The Fulton County Commission Wednesday named Cathy Woolard to chair its election board despite secretary of state objections due to her former role as lobbyist for the Democrat-allied Fair Fight voting organization. Woolard is set to lead the board through a period of partisan controversy over its conduct of elections. John McCosh/Georgia Recorder
The Fulton County Commission appointed Cathy Woolard to its election board on Wednesday, rejecting GOP complaints that her connection to Democratic champion Stacey Abrams’ voter advocacy group could create conflicts.
Woolard, who was president of the Atlanta City Council in the early 2000s, is now the chairperson of a county election board at a time when it is being investigated by the state over accusations of mismanagement and irregularities in the 2020 elections.
In a 4-2 vote, commissioners approved Woolard to the five-member board after she fended off objections by Secretary of State Brad Raffensperger and other Republicans about partisan connections to the Democratic party.
Woolard was a registered lobbyist for Abrams’ Fair Fight organization this year, paid up to $10,000, according to state records.
Commissioner Khadijah Abdur-Rahman voted against fellow Democrats who confirmed Woolard, saying she wanted more time to consider the board chair.
“If this was a conservative PAC that had paid a lobbyist and the vote was in front of us, we would be screaming bloody murder,” she said. “Not in indifference to the chairman, but having just her as (the nominee) as opposed to a slate, you’re asking for a state takeover.”
Fulton County Commission Chairman Robb Pitts has said that Woolard’s leadership will guide the county’s election board through difficult times caused by lies from former President Donald Trump and his allies about baseless claims of widespread voter fraud in the 2020 presidential election and the politically motivated Republican responses that followed.
She served as an Atlanta City Council member from 1998 to 2002 and as its president from 2002 to 2004, becoming the first openly gay elected official in Georgia.
Pitts read a letter from the leaders of a coalition of voting and civil rights groups to support Woolard’s nomination. He also said there’s an urgent need to fill the role with less than 60 days ahead of statewide municipal elections, including the Atlanta contest for mayor.
“This position needs to be filled yesterday and that’s why I’m opposed to us holding it,” he said. “They need action now. They need a person in that position now able to break a tie.”
In response to a request from Republican lawmakers, Fulton became the first county in the state last month to have its handling of 2020 elections reviewed by an independent review board.
The controversial voting law passed by Republicans in the state this year includes a new provision giving the State Election Board the authority to temporarily replace election supervisors if they violate state election laws.
Raffensperger argues that Woolard’s advocacy for Fair Fight and ties to other progressive groups such as Planned Parenthood give him enough grounds to call for the removal of the entire Fulton election board.

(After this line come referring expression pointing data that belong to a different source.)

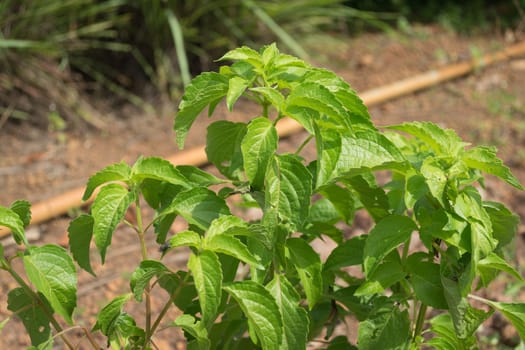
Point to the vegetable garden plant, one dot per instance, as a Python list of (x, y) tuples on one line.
[(434, 242)]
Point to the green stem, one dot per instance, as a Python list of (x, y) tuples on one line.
[(42, 305), (167, 306), (305, 142), (147, 289), (420, 320)]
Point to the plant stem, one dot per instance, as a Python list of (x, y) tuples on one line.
[(305, 142), (147, 289), (45, 309), (420, 320)]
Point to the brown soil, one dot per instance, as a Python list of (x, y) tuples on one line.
[(486, 107)]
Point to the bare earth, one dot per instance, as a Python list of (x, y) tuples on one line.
[(486, 107)]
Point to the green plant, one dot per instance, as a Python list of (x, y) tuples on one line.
[(289, 296)]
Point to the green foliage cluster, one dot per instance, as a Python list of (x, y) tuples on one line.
[(287, 296)]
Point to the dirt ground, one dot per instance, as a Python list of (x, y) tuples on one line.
[(486, 107)]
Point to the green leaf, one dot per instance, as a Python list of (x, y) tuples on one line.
[(207, 274), (157, 169), (51, 270), (372, 197), (203, 90), (236, 87), (294, 318), (258, 147), (11, 220), (445, 337), (225, 152), (346, 254), (273, 96), (32, 315), (196, 329), (114, 172), (514, 312), (108, 210), (186, 239), (80, 231), (444, 142), (262, 311), (23, 210), (345, 153), (426, 281), (385, 275), (143, 274), (288, 186), (308, 265), (386, 328), (198, 206), (243, 54), (485, 159), (387, 235), (492, 263), (504, 222), (232, 246), (198, 177), (108, 316), (318, 98), (465, 318)]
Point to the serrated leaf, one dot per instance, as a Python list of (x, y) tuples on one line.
[(202, 90), (51, 270), (244, 53), (514, 312), (288, 186), (294, 318), (110, 313), (236, 87), (198, 177), (465, 318), (11, 220), (444, 142), (198, 206), (258, 147), (80, 231), (23, 209), (445, 336), (157, 169), (387, 235), (345, 153), (143, 274), (346, 254), (207, 275), (196, 329), (485, 159), (232, 246), (114, 172), (273, 96), (372, 197), (492, 263), (186, 239), (308, 265), (262, 311), (504, 222), (108, 210), (386, 328), (225, 152), (426, 281), (384, 275), (318, 98), (32, 315)]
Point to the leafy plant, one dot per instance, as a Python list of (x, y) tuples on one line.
[(287, 296)]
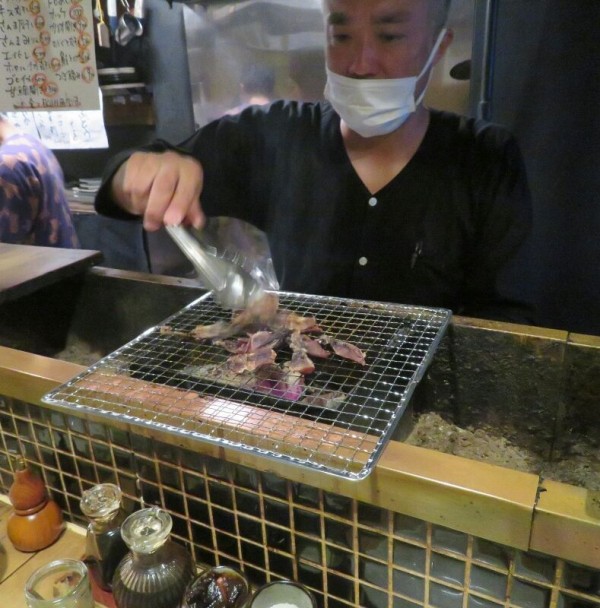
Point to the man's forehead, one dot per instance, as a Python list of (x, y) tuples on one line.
[(396, 10)]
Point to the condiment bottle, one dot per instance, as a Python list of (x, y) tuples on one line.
[(156, 570), (36, 521), (104, 546)]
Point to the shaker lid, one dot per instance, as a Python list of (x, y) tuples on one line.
[(144, 531), (101, 500)]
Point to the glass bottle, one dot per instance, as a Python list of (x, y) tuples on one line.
[(156, 570), (104, 546)]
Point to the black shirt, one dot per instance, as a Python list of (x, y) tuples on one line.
[(451, 229)]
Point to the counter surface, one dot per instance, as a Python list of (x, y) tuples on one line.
[(25, 268)]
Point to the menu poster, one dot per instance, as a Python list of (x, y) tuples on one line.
[(66, 130), (47, 56)]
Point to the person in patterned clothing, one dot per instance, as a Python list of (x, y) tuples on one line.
[(33, 204)]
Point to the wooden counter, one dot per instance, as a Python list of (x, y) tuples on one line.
[(25, 268), (16, 567)]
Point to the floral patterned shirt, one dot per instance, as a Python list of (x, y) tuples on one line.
[(33, 204)]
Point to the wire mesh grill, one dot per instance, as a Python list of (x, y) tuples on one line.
[(336, 419)]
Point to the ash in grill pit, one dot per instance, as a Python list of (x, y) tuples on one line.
[(579, 467), (79, 354)]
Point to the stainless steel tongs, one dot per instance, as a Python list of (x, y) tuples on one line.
[(233, 286)]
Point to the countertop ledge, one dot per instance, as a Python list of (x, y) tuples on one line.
[(485, 500)]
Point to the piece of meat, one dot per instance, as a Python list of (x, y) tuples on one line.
[(312, 346), (279, 383), (346, 350), (249, 362), (220, 329), (301, 363)]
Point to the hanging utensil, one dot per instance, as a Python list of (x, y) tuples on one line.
[(101, 28), (113, 17), (128, 27)]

Raffensperger’s powers were muted under Senate Bill 202, with the secretary of state no longer holding the chair of the state board.
Raffensperger said Wednesday that he would continue to publicly denounce Fulton leaders’ selection of Woolard, suggesting that the job should be nonpartisan. Georgia counties typically allow the two major parties to nominate local election board members.

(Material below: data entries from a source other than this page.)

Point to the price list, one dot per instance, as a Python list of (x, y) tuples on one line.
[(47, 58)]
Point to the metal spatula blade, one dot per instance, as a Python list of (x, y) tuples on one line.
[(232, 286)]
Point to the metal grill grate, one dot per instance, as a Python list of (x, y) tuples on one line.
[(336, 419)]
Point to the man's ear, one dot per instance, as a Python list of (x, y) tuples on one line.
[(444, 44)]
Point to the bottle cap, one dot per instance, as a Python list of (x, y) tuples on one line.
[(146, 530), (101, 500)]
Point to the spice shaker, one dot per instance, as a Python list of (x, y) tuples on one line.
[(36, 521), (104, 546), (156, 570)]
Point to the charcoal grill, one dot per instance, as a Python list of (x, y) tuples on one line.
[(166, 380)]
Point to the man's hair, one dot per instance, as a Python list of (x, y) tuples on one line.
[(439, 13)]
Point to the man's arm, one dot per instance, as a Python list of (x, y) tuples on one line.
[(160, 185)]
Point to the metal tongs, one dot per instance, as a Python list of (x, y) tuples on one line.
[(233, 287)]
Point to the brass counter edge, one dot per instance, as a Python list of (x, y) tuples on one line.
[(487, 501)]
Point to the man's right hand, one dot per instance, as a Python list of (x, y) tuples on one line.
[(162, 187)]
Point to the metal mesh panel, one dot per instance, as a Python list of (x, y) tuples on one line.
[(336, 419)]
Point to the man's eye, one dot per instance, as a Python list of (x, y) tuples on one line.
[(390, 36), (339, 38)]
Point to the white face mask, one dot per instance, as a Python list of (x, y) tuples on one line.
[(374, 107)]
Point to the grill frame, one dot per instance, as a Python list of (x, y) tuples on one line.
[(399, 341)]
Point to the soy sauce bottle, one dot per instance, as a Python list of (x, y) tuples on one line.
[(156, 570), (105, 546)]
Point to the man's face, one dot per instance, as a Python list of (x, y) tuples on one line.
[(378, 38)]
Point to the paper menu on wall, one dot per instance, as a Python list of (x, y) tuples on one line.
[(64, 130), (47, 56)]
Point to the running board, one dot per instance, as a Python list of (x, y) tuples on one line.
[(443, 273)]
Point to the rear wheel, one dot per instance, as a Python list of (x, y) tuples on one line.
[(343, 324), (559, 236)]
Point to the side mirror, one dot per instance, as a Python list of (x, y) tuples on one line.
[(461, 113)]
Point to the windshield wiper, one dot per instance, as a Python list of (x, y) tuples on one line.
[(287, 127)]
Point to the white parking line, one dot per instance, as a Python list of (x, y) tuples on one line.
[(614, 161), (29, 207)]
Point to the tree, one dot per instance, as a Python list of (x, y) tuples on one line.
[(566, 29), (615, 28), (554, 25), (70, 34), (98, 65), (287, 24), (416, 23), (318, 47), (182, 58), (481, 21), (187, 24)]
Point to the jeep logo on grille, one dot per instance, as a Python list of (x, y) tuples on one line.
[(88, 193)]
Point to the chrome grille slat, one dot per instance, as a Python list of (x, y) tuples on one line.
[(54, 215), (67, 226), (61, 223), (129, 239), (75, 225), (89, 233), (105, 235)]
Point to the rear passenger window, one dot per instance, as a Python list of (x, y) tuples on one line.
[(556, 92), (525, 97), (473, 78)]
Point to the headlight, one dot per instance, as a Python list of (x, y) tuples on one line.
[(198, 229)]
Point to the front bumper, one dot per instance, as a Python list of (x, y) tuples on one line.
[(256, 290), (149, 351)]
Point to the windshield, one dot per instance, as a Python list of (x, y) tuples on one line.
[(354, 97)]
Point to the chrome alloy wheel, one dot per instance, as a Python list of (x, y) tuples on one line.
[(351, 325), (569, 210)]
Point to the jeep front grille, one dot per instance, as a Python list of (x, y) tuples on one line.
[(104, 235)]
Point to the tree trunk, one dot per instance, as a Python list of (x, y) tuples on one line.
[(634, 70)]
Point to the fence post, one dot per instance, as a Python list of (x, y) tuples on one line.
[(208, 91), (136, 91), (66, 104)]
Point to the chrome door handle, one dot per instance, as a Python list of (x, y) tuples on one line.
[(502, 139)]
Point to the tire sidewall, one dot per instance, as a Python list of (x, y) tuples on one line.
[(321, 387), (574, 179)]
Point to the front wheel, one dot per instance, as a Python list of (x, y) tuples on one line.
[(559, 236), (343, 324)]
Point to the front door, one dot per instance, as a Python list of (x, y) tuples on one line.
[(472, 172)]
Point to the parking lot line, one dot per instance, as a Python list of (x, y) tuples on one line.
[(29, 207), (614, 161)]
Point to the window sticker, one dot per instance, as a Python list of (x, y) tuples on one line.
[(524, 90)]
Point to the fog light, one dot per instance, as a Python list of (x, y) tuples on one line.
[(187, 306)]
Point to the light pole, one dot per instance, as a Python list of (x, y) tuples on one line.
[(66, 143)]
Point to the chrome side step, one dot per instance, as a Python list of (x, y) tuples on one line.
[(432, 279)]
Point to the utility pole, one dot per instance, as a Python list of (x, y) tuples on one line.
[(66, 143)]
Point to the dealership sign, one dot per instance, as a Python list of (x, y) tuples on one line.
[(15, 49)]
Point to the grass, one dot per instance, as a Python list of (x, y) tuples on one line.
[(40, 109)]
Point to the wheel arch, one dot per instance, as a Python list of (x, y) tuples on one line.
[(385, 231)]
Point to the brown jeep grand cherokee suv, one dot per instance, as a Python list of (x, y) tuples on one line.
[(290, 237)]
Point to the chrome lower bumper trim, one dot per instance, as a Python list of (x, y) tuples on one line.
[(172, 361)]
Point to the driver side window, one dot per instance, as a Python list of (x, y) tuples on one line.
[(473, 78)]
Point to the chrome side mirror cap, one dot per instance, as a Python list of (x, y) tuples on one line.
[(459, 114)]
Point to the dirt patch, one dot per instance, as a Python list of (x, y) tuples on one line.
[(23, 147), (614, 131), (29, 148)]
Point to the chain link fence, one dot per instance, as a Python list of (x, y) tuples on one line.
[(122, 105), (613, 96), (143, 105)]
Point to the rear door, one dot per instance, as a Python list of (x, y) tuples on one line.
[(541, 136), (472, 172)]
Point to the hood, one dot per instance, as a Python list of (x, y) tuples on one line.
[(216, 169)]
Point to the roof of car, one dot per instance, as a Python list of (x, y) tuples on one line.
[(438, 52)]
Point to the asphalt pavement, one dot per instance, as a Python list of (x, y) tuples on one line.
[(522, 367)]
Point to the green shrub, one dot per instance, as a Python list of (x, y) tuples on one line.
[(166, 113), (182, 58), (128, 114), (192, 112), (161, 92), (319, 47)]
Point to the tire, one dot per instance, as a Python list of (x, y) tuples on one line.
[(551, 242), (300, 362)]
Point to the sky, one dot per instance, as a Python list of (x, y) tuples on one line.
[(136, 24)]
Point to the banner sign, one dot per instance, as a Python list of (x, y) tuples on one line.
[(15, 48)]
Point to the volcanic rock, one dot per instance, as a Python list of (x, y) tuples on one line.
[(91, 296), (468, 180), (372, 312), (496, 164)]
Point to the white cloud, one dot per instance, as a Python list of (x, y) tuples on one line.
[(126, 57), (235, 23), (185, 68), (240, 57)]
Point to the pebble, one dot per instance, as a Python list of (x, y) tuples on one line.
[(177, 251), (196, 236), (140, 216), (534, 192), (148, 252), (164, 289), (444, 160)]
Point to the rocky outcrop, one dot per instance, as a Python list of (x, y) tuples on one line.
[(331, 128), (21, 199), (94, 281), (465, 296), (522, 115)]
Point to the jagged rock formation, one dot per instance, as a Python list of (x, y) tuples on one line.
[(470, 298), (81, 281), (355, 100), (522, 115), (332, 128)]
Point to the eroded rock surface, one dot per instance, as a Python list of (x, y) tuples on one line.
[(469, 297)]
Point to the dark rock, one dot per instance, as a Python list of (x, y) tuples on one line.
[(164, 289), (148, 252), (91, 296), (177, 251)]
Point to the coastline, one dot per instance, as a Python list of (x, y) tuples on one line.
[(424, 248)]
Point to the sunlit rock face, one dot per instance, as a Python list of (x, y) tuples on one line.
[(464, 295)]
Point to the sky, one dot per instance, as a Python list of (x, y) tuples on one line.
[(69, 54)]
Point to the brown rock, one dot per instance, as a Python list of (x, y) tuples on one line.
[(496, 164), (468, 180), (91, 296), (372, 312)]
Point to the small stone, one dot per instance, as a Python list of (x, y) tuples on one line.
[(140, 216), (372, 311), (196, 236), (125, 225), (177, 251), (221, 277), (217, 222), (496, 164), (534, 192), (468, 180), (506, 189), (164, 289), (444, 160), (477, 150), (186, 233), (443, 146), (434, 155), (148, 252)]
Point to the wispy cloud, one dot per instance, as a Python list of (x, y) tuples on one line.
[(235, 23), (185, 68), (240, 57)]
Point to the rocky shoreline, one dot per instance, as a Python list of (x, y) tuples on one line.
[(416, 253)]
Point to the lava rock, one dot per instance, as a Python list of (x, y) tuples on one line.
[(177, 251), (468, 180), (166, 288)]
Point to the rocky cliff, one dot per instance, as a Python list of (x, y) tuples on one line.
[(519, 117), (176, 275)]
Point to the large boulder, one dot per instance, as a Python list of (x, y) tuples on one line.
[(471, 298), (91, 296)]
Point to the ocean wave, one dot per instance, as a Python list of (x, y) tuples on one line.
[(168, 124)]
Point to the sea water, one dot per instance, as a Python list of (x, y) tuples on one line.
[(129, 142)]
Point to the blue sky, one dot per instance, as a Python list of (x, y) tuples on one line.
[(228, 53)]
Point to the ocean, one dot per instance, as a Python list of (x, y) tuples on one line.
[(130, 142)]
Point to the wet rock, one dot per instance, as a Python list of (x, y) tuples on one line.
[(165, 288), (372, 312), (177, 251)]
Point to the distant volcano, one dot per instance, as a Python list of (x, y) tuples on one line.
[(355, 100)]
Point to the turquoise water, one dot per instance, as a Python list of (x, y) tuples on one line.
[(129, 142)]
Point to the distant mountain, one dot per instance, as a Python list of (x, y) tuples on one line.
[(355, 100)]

While Raffensperger’s office has repeatedly dismissed claims of widespread fraud in last year’s presidential election, he has also been an outspoken critic of Fulton’s handling of elections for problems that date back to the 1990s.

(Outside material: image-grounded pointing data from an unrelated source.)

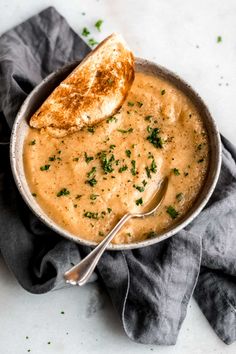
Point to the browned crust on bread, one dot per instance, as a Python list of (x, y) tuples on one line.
[(93, 91)]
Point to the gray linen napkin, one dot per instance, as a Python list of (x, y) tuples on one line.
[(149, 287)]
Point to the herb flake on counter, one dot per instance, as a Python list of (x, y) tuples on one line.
[(91, 215), (130, 130), (85, 32), (88, 158), (172, 212), (133, 168), (176, 171), (98, 25), (139, 201), (32, 142), (154, 137), (92, 42), (62, 192), (45, 167), (123, 168)]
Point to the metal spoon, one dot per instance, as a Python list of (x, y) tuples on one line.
[(81, 272)]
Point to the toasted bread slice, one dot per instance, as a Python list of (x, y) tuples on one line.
[(95, 90)]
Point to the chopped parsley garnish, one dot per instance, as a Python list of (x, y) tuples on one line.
[(87, 158), (112, 119), (98, 25), (148, 172), (128, 153), (123, 168), (176, 171), (45, 167), (91, 172), (172, 212), (107, 162), (92, 42), (179, 196), (154, 137), (131, 104), (125, 130), (52, 158), (92, 182), (153, 167), (91, 215), (93, 196), (139, 188), (139, 201), (133, 168), (63, 191), (85, 32), (91, 130)]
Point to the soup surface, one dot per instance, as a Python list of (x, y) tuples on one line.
[(88, 180)]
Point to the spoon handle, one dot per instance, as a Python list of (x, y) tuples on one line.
[(82, 271)]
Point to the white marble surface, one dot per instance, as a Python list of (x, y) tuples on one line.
[(181, 35)]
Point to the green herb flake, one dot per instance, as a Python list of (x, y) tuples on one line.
[(91, 215), (91, 172), (62, 192), (128, 153), (172, 212), (176, 171), (123, 168), (32, 142), (91, 130), (130, 130), (154, 137), (85, 32), (112, 119), (98, 25), (107, 162), (87, 158), (179, 197), (139, 201), (92, 182), (131, 104), (45, 168), (92, 42), (133, 168), (93, 196)]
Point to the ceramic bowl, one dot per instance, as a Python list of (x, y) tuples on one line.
[(41, 92)]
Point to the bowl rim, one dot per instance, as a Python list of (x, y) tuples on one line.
[(128, 246)]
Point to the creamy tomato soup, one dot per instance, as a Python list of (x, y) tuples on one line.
[(88, 180)]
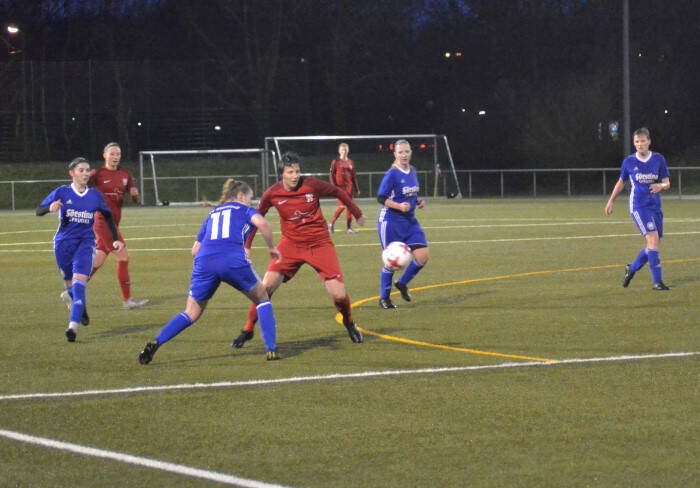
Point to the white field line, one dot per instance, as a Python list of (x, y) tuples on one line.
[(340, 376), (232, 480), (373, 244), (155, 464)]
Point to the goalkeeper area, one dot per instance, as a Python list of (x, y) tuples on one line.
[(194, 177)]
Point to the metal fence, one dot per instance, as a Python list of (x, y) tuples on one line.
[(477, 183)]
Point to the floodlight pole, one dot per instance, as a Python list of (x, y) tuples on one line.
[(626, 132)]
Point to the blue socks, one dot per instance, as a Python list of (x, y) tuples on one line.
[(640, 260), (268, 326), (385, 283), (77, 291), (652, 257), (655, 265), (411, 271), (176, 325)]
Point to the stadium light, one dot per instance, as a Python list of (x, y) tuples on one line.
[(12, 31)]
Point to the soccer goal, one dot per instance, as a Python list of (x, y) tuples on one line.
[(372, 155), (195, 177)]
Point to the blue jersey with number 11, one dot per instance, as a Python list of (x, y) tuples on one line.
[(223, 233)]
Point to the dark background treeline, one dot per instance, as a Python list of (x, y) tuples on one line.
[(162, 74)]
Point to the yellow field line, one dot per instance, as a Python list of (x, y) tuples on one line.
[(339, 317)]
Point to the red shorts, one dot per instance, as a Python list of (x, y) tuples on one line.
[(321, 257), (103, 237)]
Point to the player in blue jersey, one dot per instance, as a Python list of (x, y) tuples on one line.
[(74, 241), (219, 256), (648, 176), (398, 195)]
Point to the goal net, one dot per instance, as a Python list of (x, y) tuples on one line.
[(372, 155), (195, 177)]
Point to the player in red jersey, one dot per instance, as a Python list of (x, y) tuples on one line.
[(114, 182), (343, 175), (305, 239)]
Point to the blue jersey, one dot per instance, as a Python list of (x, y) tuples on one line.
[(77, 215), (400, 187), (223, 233), (393, 225), (641, 175)]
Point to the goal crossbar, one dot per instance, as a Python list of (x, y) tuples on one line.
[(150, 155), (272, 149)]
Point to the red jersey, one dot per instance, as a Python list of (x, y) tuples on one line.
[(343, 173), (113, 185), (300, 214)]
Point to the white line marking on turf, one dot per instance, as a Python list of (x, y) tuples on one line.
[(343, 376), (137, 461)]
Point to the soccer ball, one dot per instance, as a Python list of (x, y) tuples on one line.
[(396, 255)]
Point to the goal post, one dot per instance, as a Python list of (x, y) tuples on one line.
[(189, 177), (372, 154)]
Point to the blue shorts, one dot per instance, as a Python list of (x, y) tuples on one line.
[(406, 230), (648, 220), (74, 256), (208, 274)]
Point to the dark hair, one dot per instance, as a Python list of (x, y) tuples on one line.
[(75, 162), (288, 158), (642, 132), (232, 188)]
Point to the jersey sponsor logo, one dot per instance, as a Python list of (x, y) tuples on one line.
[(410, 191), (79, 216), (646, 179)]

Commission member Liz Hausman, a north Fulton Republican, noted the unrealistic expectations for the chair of a board where each political party selects its own two members. However, having Woolard in place may not be the best move for Fulton with the threat of a takeover or the possibility of engaging in litigation over the new election law, she said.
“The chairman is technically supposed to be a nonpartisan position,” Hausmann said. “In today’s environment and probably since the beginning of time, that’s almost impossible to achieve.
“However, I think we should strive to not have an activist in that position,” she said. “This will bring more unwanted, unneeded attention to the board of elections at a time when I think our focus should be rebuilding, reorganizing and trying to turn that ship around in a positive way.”
Commissioner Lee Morris said as a Republican who worked closely with Woolard on the city council, he considers her a good choice to head the election board. He said he didn’t know about her lobbying efforts, but felt satisfied with her explanation of how she would perform in her new role.
“I think she’s fair,” Morris said. “I think she’s a person of integrity. I think she’ll be independent so I will be supporting her.”